The trial court held that the statute reaches protected speech but upheld the constitutionality of the statute by reading a “material and substantial disruption” test into it. We disagree. The statute proscribes protected speech and is thus facially overbroad, and we cannot read into the statute a “material and substantial disrup[1273]*1273tion” test. Therefore, we reverse the judgment of the trial court.

I

We see no constitutional problem in the statute’s permitting a teacher to be fired for engaging in “public homosexual activity.” Section 6-103.15 defines “public homosexual activity” as the commission of an act defined in Okla.Stat. tit. 21, § 886, that is committed with a person of the same sex and is indiscreet and not practiced in private. In support of their argument that this provision violates their members’ right of privacy, plaintiff cites Baker v. Wade, 553 F.Supp. 1121 (N.D.Tex.1982), and New York v. Onofre, 51 N.Y.2d 476, 434 N.Y.S.2d 947, 415 N.E.2d 936 (1980), cert. denied, 451 U.S. 987, 101 S.Ct. 2323, 68 L.Ed.2d 845 (1981). Both of those cases held that the constitution protects consensual, noncommercial sexual acts in private between adults. Baker and Onofre are inapplicable to the instant case. Section 6-103.15 does not punish acts performed in private. Thus, the right of privacy, whatever its scope in regard to homosexual acts, is not implicated. See Lovisi v. Slayton, 539 F.2d 349 (4th Cir.), cert. denied, 429 U.S. 977, 97 S.Ct. 485, 50 L.Ed.2d 585 (1976).

The trial court correctly rejected plaintiff’s contention that the Oklahoma statute is vague in regard to “public homosexual activity.” In Village of Hoffman Estates v. The Flipside, Hoffman Estates, Inc., 455 U.S. 489, 102 S.Ct. 1186, 71 L.Ed.2d 362 (1982), the Court outlined the doctrines of facial overbreadth and vagueness. Regarding vagueness the Court said:

“A law that does not reach constitutionally protected conduct and therefore satisfies the overbreadth test may nevertheless be challenged on its face as unduly vague, in violation of due process. To succeed, however, the complainant must demonstrate that the law is impermissibly vague in all of its applications.”

455 U.S. at 497, 102 S.Ct. at 1193. Plaintiff makes no such showing.
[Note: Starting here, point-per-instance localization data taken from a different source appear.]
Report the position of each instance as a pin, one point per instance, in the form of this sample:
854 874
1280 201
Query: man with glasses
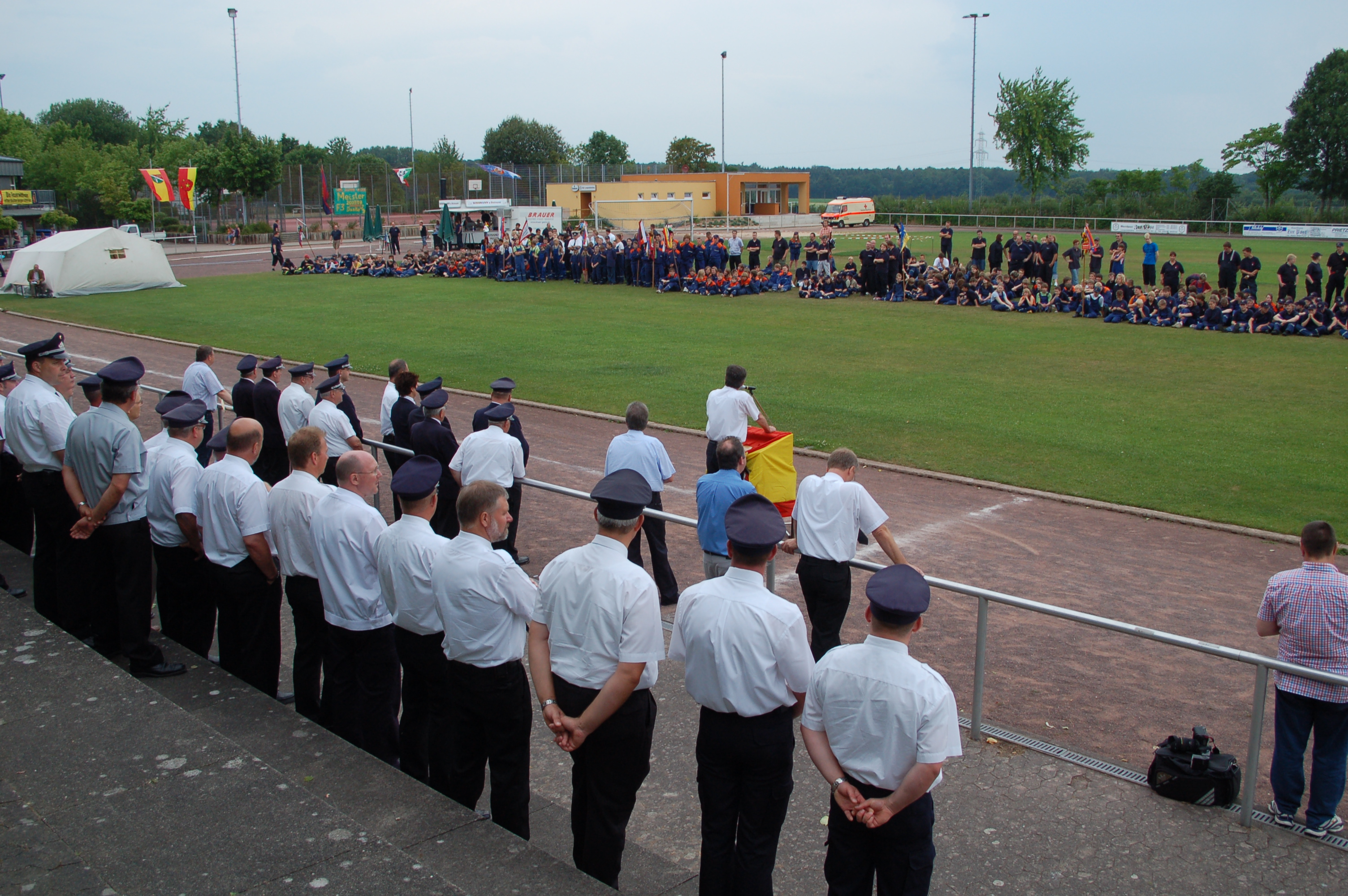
37 419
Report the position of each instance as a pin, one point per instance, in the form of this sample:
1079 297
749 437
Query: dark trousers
119 566
827 586
743 784
307 605
248 624
897 856
424 727
185 597
490 715
1295 719
513 496
60 585
607 771
362 689
203 451
654 533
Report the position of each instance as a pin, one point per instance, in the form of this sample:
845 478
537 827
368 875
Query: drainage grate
1125 774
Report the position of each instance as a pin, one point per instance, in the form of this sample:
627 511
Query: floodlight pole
974 81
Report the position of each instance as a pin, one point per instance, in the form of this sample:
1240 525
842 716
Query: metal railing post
981 657
1247 799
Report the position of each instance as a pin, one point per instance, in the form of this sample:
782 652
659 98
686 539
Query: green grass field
1227 427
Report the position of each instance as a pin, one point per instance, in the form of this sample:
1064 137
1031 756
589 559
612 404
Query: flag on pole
188 188
325 196
158 182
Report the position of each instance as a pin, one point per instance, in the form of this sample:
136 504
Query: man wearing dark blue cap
433 437
186 608
337 433
272 465
15 514
494 455
594 650
747 665
882 764
341 368
37 419
405 556
242 394
104 474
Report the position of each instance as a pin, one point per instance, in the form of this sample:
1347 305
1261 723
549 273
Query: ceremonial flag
158 182
325 196
188 188
770 467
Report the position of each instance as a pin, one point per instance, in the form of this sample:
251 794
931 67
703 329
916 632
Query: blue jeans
1295 719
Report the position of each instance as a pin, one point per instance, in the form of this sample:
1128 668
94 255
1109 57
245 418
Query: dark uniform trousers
248 624
424 727
60 581
743 784
186 600
119 562
513 496
607 771
490 716
827 586
362 689
899 853
654 533
307 605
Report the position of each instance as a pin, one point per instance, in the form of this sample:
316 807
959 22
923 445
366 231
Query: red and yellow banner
188 188
772 467
158 182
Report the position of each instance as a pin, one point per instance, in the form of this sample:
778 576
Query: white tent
90 262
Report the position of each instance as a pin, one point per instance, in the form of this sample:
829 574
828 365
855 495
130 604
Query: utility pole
974 81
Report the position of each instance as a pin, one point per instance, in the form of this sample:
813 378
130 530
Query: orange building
747 192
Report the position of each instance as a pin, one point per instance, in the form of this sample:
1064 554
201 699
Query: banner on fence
350 201
1149 227
1300 231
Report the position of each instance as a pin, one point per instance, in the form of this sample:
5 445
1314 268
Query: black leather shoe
162 670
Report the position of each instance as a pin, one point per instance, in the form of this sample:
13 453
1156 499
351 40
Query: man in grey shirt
104 474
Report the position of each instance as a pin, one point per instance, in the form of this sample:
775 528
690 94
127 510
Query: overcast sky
844 84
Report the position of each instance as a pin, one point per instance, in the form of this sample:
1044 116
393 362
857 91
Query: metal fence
1261 663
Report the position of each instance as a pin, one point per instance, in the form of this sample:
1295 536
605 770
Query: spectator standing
1308 609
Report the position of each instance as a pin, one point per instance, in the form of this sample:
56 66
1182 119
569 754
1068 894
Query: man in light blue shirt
635 451
715 494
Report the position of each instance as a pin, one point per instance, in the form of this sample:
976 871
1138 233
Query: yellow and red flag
188 188
160 185
772 467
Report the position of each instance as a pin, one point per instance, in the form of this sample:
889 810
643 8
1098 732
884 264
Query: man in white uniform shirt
232 514
728 413
296 402
879 725
290 511
360 690
747 665
484 601
337 430
201 383
37 419
635 451
830 513
182 578
493 455
594 651
386 403
406 554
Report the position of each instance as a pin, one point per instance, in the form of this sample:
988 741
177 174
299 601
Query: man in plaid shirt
1308 609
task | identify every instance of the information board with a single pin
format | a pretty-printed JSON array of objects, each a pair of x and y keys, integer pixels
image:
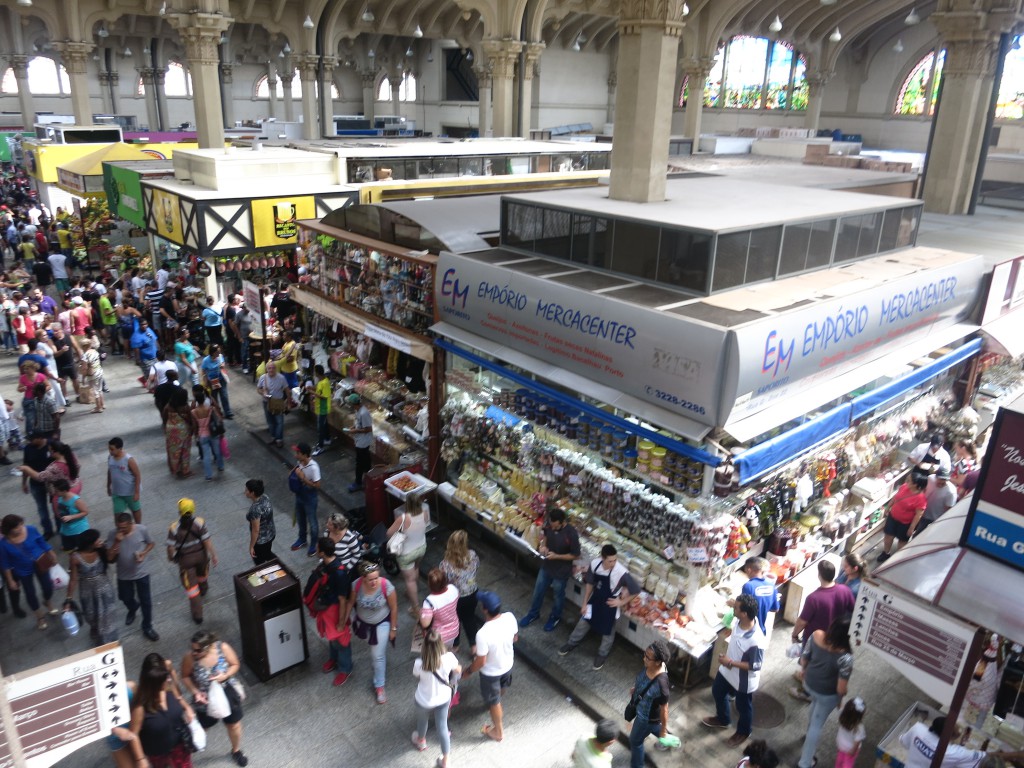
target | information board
[
  {"x": 64, "y": 706},
  {"x": 927, "y": 648}
]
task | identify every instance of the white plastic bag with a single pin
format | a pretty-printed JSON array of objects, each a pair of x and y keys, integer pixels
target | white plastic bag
[
  {"x": 217, "y": 705},
  {"x": 199, "y": 735},
  {"x": 59, "y": 577}
]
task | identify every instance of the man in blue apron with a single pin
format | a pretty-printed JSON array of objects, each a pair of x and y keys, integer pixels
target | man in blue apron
[{"x": 608, "y": 586}]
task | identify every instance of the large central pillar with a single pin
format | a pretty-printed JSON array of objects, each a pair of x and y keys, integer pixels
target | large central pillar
[
  {"x": 503, "y": 55},
  {"x": 648, "y": 45},
  {"x": 696, "y": 72},
  {"x": 327, "y": 101},
  {"x": 201, "y": 34},
  {"x": 531, "y": 68},
  {"x": 307, "y": 75},
  {"x": 483, "y": 90},
  {"x": 76, "y": 60},
  {"x": 19, "y": 64},
  {"x": 815, "y": 92},
  {"x": 968, "y": 78}
]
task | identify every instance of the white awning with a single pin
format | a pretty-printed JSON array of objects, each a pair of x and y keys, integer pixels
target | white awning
[
  {"x": 1006, "y": 334},
  {"x": 573, "y": 382},
  {"x": 815, "y": 395}
]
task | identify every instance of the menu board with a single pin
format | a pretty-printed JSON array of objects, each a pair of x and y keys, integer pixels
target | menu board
[
  {"x": 927, "y": 648},
  {"x": 64, "y": 706}
]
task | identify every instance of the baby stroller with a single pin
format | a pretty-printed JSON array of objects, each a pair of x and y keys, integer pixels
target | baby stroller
[{"x": 377, "y": 551}]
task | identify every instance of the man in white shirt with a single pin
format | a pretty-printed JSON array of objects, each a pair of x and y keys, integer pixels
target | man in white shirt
[{"x": 495, "y": 655}]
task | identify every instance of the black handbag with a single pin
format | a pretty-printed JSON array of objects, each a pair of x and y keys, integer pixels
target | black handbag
[{"x": 631, "y": 708}]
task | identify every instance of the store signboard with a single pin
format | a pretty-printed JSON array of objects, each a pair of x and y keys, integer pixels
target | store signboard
[
  {"x": 665, "y": 359},
  {"x": 61, "y": 707},
  {"x": 1006, "y": 292},
  {"x": 925, "y": 646},
  {"x": 167, "y": 214},
  {"x": 275, "y": 219},
  {"x": 995, "y": 522},
  {"x": 775, "y": 357}
]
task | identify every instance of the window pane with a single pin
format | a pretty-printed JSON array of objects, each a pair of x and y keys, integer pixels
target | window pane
[
  {"x": 635, "y": 249},
  {"x": 870, "y": 223},
  {"x": 554, "y": 240},
  {"x": 822, "y": 235},
  {"x": 730, "y": 260},
  {"x": 796, "y": 240},
  {"x": 683, "y": 260},
  {"x": 745, "y": 72}
]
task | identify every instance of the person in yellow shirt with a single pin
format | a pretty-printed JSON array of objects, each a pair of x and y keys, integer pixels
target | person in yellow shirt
[{"x": 322, "y": 400}]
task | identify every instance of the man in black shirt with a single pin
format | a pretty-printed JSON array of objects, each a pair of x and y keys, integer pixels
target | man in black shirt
[{"x": 37, "y": 456}]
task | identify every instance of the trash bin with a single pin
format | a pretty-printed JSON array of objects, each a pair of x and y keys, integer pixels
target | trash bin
[{"x": 269, "y": 603}]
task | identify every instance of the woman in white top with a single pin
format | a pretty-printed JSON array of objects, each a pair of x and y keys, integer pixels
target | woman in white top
[
  {"x": 413, "y": 522},
  {"x": 437, "y": 671}
]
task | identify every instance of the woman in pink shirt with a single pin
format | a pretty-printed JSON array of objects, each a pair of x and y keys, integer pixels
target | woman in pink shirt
[{"x": 438, "y": 609}]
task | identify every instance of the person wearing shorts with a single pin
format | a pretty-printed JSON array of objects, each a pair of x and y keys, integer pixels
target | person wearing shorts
[
  {"x": 124, "y": 479},
  {"x": 189, "y": 546},
  {"x": 495, "y": 656}
]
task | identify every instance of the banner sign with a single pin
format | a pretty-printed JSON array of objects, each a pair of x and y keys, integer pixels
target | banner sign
[
  {"x": 995, "y": 522},
  {"x": 922, "y": 644},
  {"x": 669, "y": 360},
  {"x": 776, "y": 356},
  {"x": 64, "y": 706}
]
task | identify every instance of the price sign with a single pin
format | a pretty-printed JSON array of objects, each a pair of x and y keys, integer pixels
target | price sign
[{"x": 696, "y": 554}]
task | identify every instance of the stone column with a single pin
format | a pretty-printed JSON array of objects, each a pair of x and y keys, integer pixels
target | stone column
[
  {"x": 286, "y": 85},
  {"x": 271, "y": 84},
  {"x": 201, "y": 34},
  {"x": 76, "y": 60},
  {"x": 368, "y": 78},
  {"x": 115, "y": 80},
  {"x": 483, "y": 89},
  {"x": 226, "y": 93},
  {"x": 696, "y": 71},
  {"x": 648, "y": 46},
  {"x": 972, "y": 40},
  {"x": 104, "y": 91},
  {"x": 531, "y": 68},
  {"x": 307, "y": 74},
  {"x": 160, "y": 91},
  {"x": 502, "y": 57},
  {"x": 151, "y": 97},
  {"x": 19, "y": 64},
  {"x": 610, "y": 110},
  {"x": 815, "y": 92},
  {"x": 327, "y": 101}
]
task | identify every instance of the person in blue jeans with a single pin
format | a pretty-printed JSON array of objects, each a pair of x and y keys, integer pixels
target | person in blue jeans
[
  {"x": 559, "y": 547},
  {"x": 650, "y": 697},
  {"x": 738, "y": 672},
  {"x": 304, "y": 481},
  {"x": 335, "y": 617}
]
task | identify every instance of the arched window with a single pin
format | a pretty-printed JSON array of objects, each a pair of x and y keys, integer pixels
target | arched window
[
  {"x": 263, "y": 90},
  {"x": 921, "y": 87},
  {"x": 177, "y": 82},
  {"x": 407, "y": 91},
  {"x": 753, "y": 73}
]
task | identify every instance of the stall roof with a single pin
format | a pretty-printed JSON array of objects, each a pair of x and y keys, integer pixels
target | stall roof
[
  {"x": 719, "y": 204},
  {"x": 935, "y": 568}
]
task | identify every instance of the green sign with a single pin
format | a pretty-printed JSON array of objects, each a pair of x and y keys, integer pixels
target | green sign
[{"x": 124, "y": 194}]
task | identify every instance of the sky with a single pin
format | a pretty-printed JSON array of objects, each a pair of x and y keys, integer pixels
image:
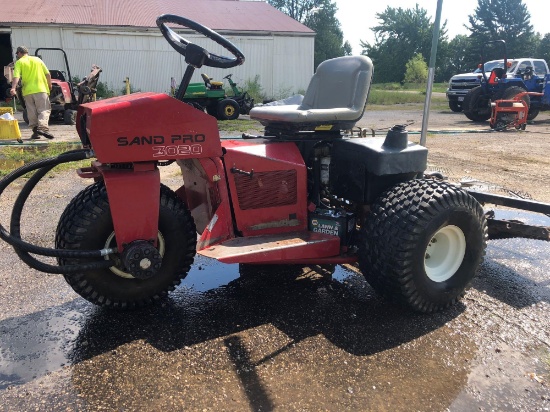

The Oklahoma cases construing the “crime against nature” statute have clearly defined the acts that the statute proscribes.1

Plaintiff also argues that the statute violates its members’ right to equal protection of the law. We cannot find that a classification based on the choice of sexual partners is suspect, especially since only four members of the Supreme Court have viewed gender as a suspect classification. Frontiero v. Richardson, 411 U.S. 677, 93 S.Ct. 1764, 36 L.Ed.2d 583 (1973). See also Baker v. Wade, 553 F.Supp. 1121, 1144 n. 58. Thus something less than a strict scrutiny test should be applied here. Surely a school may fire a teacher for engaging in an indiscreet public act of oral or anal intercourse. See Amback v. Norwick, 441 U.S. 68, 80, 99 S.Ct. 1589, 1596, 60 L.Ed.2d 49 (1979). We also agree that the district court correctly rejected the Establishment Clause claim. See Harris v. McCrae, 448 U.S. 297, 100 S.Ct. 2671, 65 L.Ed.2d 784 (1980).

II

The part of § 6-103.15 that allows punishment of teachers for “public homosexual conduct” does present constitutional problems. To be sure, this is a [1274]*1274facial challenge, and facial challenges based on First Amendment overbreadth are “strong medicine” and should be used “sparingly and only as a last resort.” Broadrick v. Oklahoma, 413 U.S. 601, 613, 93 S.Ct. 2908, 2916, 37 L.Ed.2d 830 (1973).